The following is a list of references cited in a research article related to nutritional profiling of recipes using NER with Jaccard similarity and unit mapping: [1] Batra, D., Diwan, N., Upadhyay, U., Kalra, J. S., Sharma, T., et al. (Preprint). RecipeDB: A Resource for Exploring Recipes. [2] Al-Maghrabi, R. (2013). Measuring Food Volume and Nutritional Values from Food Images. (Doctoral dissertation, Universit d\'Ottawa/University of Ottawa). [3] Schakel, S. F., et al. (1997). Procedures for estimating nutrient values for food composition databases. Journal of Food Composition and Analysis, 10(2), 102-114. [4] Bognr, A., & Piekarski, J. (2000). Guidelines for recipe information and calculation of nutrient composition of prepared foods (dishes). Journal of Food Composition and Analysis, 13(4), 391-410. [5] Finkel, J. R., Grenager, T., & Manning, C. (2005). Incorporating Non-local Information into Information Extraction Systems by Gibbs Sampling. Proceedings of the 43rd Annual Meeting of the Association for Computational Linguistics, 363-370. [6] Loper, E., & Bird, S. (2002). NLTK: The Natural Language Toolkit. arXiv preprint cs/0205028. [7] Niwattanakul, S., et al. (2013).
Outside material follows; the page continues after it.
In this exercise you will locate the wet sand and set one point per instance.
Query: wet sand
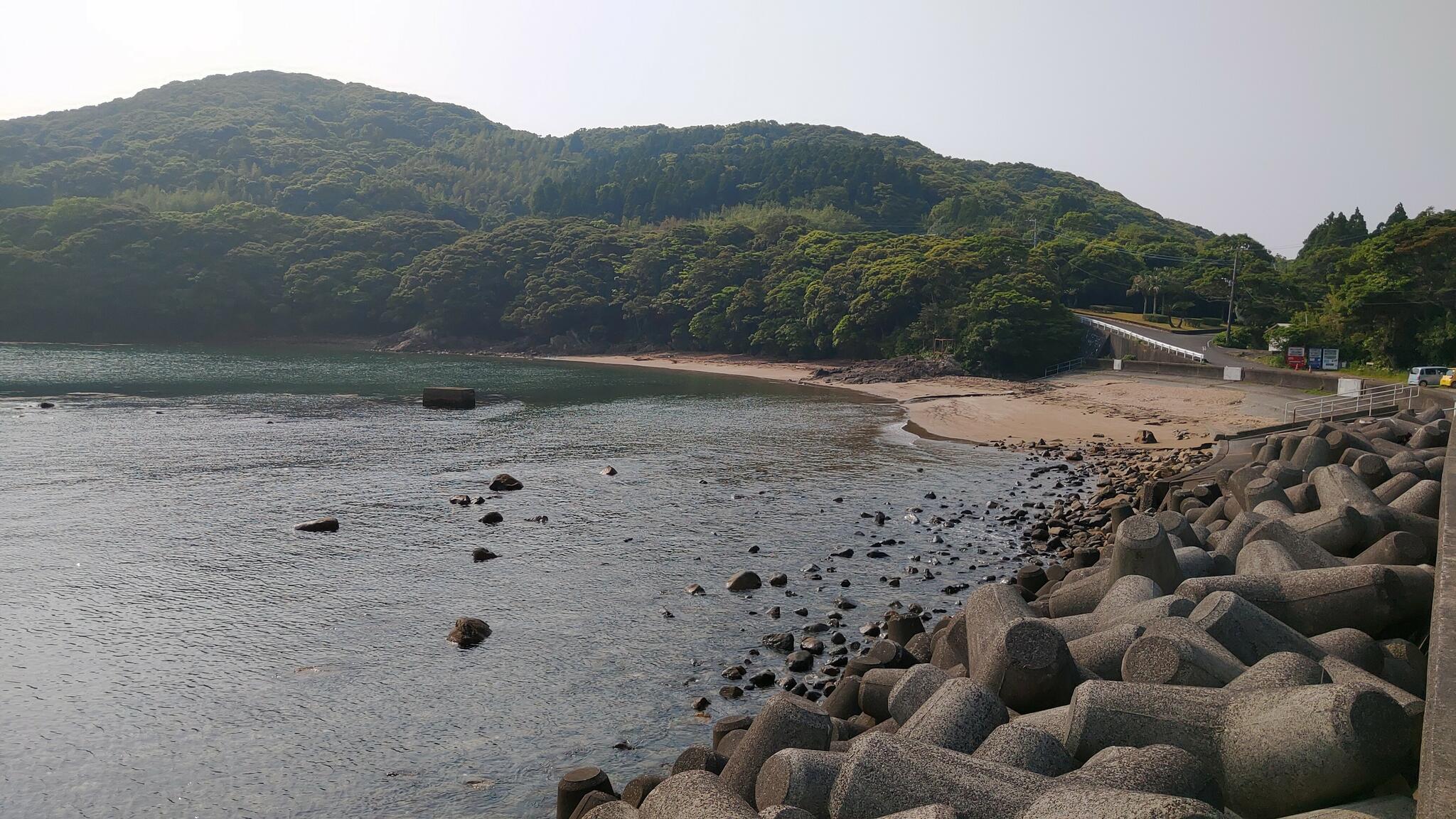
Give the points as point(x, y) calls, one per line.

Using of Jaccard coefficient for keywords similarity. Proceedings of the International Multiconference of Engineers and Computer Scientists, 1(6). [8] Lynch, F. T. (2010). The Book of Yields: Accuracy in Food Costing and Purchasing, 8th Edition.

Copyright

Copyright © 2023 Rangu Vamshi, Muppa Sai Vinay, Parameswar Sanjana Karthika, Ms. Vinayaka Prashanthi. This is an open access article distributed under the Creative Commons Attribution License, which permits unrestricted use, distribution, and reproduction in any medium, provided the original work is properly cited.